Libra: You invent a new type of cheese, which becomes an overnight bestseller. “Big Cheese” objects to the new competition, and you are kidnapped by a… huh…. There isn’t actually a word for cheesemaker. We just call them cheesemakers. TIL. You are kidnapped by cheesemakers, who attempt to send a message to future upstarts in the cheese industry by stuffing you into a wheel of cheese and leaving it to cave age for several years. Their plan to sell the resultant cheese-based-crime to the world’s elites is foiled by your eating your way out. You will go on to sell a best-selling account of your battle with the cheese cartels, ghost-written by the guy that proofreads the copy on the back of cereal boxes.
Scorpio: You learn that all the inconvenient maintenance problems that have arisen recently in your home are in fact caused by a haunting. The spirits of every chicken you’ve ever eaten in there have reached critical mass and amalgamated to become a “megaghost”. This would be a bigger problem if it wasn’t for the fact that it still has the intelligence of a chicken, and is therefore completely incapable of forming any actual plan beyond “wandering around and bumping into things”. You conduct a pity exorcism after the third time it wanders into the street and gets hit by a car.

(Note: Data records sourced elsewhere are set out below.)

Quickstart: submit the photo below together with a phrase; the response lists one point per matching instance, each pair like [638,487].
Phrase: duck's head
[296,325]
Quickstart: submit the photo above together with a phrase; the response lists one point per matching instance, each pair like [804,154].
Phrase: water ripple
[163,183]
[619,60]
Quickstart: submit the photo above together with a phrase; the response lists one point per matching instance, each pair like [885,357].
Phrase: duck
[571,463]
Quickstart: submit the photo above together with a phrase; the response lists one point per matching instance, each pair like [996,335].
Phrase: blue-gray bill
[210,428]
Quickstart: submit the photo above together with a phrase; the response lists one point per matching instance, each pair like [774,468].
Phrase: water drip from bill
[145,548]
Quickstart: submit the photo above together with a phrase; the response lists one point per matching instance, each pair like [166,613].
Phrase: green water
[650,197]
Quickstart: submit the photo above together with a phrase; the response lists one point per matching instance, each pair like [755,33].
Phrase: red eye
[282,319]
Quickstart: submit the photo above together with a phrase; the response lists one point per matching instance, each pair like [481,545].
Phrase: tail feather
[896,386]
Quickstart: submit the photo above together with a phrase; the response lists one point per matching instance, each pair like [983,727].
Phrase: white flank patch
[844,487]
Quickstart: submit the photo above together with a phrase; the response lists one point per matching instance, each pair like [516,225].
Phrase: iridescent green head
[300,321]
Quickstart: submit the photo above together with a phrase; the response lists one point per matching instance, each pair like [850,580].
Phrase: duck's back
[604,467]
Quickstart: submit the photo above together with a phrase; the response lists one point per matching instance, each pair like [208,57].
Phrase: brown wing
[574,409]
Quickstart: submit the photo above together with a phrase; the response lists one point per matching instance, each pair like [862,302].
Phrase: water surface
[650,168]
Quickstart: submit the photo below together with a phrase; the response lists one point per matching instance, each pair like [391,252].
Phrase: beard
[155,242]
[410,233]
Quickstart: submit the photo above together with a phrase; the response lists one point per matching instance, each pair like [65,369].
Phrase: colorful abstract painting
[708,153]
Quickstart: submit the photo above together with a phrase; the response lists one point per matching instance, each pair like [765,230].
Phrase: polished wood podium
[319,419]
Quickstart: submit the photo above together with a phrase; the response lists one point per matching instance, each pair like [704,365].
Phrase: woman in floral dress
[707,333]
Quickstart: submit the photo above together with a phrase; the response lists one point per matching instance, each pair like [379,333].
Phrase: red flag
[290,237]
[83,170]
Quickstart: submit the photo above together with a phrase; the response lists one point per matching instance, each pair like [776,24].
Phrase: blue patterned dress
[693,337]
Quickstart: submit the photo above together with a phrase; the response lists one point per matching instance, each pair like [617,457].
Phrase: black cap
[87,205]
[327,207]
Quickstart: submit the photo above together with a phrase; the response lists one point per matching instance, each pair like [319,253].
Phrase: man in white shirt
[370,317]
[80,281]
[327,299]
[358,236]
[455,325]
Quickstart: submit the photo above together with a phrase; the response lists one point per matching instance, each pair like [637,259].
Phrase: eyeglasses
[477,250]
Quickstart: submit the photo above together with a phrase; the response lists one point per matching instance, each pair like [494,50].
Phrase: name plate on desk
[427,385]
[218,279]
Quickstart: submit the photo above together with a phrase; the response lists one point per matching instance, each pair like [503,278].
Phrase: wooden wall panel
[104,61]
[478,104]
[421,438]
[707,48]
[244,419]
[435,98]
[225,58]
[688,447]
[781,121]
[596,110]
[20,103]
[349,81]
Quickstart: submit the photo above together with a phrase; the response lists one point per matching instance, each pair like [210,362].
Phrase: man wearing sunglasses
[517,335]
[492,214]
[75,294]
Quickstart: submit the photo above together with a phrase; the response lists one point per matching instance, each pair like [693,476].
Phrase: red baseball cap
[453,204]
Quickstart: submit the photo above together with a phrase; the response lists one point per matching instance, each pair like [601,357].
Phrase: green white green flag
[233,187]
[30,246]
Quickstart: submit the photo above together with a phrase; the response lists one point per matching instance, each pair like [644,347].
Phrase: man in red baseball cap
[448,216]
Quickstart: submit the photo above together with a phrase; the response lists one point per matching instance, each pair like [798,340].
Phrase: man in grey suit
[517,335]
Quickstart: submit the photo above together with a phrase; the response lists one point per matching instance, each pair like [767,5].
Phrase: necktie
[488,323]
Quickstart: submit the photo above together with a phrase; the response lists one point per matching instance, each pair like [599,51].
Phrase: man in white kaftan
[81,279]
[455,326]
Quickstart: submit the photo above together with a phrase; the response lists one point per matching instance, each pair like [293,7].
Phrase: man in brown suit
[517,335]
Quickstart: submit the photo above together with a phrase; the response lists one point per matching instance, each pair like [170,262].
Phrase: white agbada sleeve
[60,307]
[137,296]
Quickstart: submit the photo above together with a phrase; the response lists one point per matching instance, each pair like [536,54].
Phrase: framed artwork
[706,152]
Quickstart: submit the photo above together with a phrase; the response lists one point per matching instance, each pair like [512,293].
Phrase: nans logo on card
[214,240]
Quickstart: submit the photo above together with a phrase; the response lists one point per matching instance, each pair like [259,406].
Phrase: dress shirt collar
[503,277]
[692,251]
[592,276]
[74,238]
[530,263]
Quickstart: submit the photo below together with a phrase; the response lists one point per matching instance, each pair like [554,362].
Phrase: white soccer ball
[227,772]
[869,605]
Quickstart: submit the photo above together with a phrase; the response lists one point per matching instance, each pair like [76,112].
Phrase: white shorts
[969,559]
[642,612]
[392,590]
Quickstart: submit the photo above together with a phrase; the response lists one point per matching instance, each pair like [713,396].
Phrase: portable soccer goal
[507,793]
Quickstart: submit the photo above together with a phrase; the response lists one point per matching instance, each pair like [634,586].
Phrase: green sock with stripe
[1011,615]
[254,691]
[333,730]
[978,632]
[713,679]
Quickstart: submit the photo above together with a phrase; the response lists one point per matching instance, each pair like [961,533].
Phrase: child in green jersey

Sagittarius: You become addicted to skydiving. At the peak of your addiction you are jumping out of planes upwards of a dozen times a day. After your third hospitalisation due to midair albatross collision, your loved ones stage an intervention. The only way they are able to keep you in one place long enough to stage said intervention is to create an elaborate and highly convincing fake aircraft which you believe to be in flight. To escape the intervention you leap out of the “aircraft” and land in a puddle in a field, where you are promptly kicked in the head by a horse, curing you of your addiction and your ability to spell the word blancmange.

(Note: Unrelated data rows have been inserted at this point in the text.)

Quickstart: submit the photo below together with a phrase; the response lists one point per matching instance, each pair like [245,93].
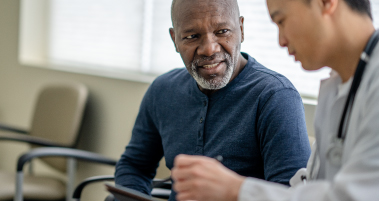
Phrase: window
[129,39]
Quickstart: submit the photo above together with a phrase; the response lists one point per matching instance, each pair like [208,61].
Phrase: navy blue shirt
[256,123]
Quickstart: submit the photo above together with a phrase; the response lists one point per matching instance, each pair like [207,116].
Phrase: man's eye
[222,31]
[280,22]
[190,37]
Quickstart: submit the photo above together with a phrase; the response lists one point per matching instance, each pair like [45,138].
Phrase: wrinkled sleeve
[358,179]
[137,165]
[283,138]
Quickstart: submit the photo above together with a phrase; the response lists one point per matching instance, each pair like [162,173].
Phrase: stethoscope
[334,153]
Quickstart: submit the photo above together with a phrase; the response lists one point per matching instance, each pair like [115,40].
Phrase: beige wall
[112,108]
[113,104]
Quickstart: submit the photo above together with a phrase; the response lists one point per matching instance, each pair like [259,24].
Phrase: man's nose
[282,39]
[209,46]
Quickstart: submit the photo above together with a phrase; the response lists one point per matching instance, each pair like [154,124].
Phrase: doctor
[344,164]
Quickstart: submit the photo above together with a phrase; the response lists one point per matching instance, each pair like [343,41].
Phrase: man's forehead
[186,10]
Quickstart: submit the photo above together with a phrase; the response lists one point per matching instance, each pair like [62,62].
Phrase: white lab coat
[358,176]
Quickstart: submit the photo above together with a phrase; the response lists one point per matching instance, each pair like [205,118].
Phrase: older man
[345,163]
[224,103]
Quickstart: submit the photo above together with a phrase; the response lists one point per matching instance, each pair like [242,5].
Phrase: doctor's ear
[172,34]
[329,6]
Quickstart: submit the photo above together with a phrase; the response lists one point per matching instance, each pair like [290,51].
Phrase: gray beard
[214,84]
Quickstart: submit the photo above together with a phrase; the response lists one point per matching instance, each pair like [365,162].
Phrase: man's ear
[172,34]
[241,21]
[329,6]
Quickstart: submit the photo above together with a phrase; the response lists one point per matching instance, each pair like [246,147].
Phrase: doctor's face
[208,35]
[300,30]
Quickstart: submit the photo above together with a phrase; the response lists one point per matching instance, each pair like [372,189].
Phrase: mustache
[221,56]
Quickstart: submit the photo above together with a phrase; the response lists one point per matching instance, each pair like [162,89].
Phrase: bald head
[231,6]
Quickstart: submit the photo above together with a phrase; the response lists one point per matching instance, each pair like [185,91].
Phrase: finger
[184,173]
[185,196]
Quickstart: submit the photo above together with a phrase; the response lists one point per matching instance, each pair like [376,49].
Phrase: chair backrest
[57,116]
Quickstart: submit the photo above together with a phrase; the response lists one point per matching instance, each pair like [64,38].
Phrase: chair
[161,190]
[56,122]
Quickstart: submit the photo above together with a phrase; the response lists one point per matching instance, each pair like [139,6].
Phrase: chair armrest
[164,191]
[78,190]
[29,139]
[13,129]
[157,183]
[63,152]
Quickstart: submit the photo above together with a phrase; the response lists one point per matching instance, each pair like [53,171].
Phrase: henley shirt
[256,123]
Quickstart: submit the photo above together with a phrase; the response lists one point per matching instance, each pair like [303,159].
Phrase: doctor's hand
[202,178]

Capricorn: Due to a fault with your phone’s navigation app you will spend eight straight months driving in circles around the same roughly three square mile area, stopping only to fill up the petrol tank. You become a local fixture, known as “that fucking idiot”. Your journey will only end when your car’s alternator fails, causing the battery to die, and your phone to reset. You will later refer to this period as the happiest in your life, marred only by your development of a crippling parasocial relationship with several radio personalities, and “that bloody traffic light”.
Aquarius: You finally snap and turn “that” neighbour into a selection of high quality artisanal cured meats. Several police interviews are derailed by your “majestic” charcuterie boards. Due to the lead detective’s side gig as editor of “Charcuterie Gazette” you become trapped in a months long global charcuterie board construction league. You do eventually win a trophy and a premium ham worth several hundred pounds, but in the process you leave a trail of dead, cured, smoked, and processed victims across Europe.

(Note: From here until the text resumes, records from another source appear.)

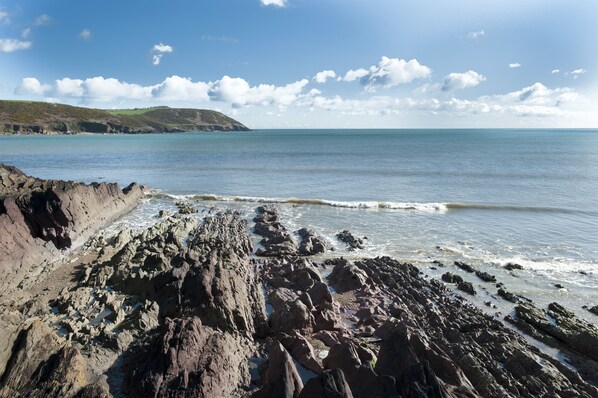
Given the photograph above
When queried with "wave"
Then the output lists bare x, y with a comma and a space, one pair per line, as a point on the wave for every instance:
426, 207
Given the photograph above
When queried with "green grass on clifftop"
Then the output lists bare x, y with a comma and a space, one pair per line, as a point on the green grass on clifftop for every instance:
47, 118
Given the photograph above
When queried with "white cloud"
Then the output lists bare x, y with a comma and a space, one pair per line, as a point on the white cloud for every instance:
4, 17
276, 3
30, 85
353, 75
69, 88
458, 81
10, 45
159, 51
221, 39
86, 34
476, 35
390, 72
42, 20
322, 77
162, 48
176, 88
238, 92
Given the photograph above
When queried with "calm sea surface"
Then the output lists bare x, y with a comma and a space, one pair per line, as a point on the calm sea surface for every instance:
482, 196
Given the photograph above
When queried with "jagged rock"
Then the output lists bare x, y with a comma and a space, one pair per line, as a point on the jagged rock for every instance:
301, 350
513, 266
467, 287
464, 267
566, 327
351, 241
451, 278
41, 218
186, 208
330, 384
486, 277
280, 377
508, 296
186, 355
311, 243
345, 277
41, 365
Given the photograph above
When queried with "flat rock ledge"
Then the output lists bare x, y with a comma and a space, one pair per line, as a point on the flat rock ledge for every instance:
185, 308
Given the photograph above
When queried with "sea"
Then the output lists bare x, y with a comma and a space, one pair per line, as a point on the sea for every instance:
486, 197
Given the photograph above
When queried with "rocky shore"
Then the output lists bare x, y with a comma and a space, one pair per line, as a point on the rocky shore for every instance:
191, 307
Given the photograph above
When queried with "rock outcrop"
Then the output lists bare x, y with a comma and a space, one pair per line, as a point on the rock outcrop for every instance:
184, 309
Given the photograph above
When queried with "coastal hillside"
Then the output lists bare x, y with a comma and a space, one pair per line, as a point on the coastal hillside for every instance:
22, 117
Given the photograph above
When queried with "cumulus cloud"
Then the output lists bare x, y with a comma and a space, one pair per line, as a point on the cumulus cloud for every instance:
322, 77
577, 72
159, 50
458, 81
85, 34
236, 91
10, 45
390, 72
275, 3
30, 85
355, 74
42, 20
176, 88
4, 17
476, 35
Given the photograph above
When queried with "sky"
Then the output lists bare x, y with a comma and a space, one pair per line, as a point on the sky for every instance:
312, 63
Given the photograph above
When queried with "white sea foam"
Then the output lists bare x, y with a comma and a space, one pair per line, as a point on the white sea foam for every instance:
413, 206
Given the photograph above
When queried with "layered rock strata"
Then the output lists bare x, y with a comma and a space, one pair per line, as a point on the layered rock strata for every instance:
184, 309
42, 219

Pisces: In an attempt to be more social you start a local book club. After several meetings you begin to grow suspicious. Firstly none of the members appear to actually live in the local area. Secondly every week when it’s time to select the next book you are unanimously outvoted by the other members to choose Dianetics. Again. Thirdly they keep trying to move the club onto a repurposed coal barge stationed in international waters. Lastly you’re pretty sure you’re either being stalked by Tom Cruise, or he’s filming the dullest movie of his career, set entirely where you happen to be going on any particular day.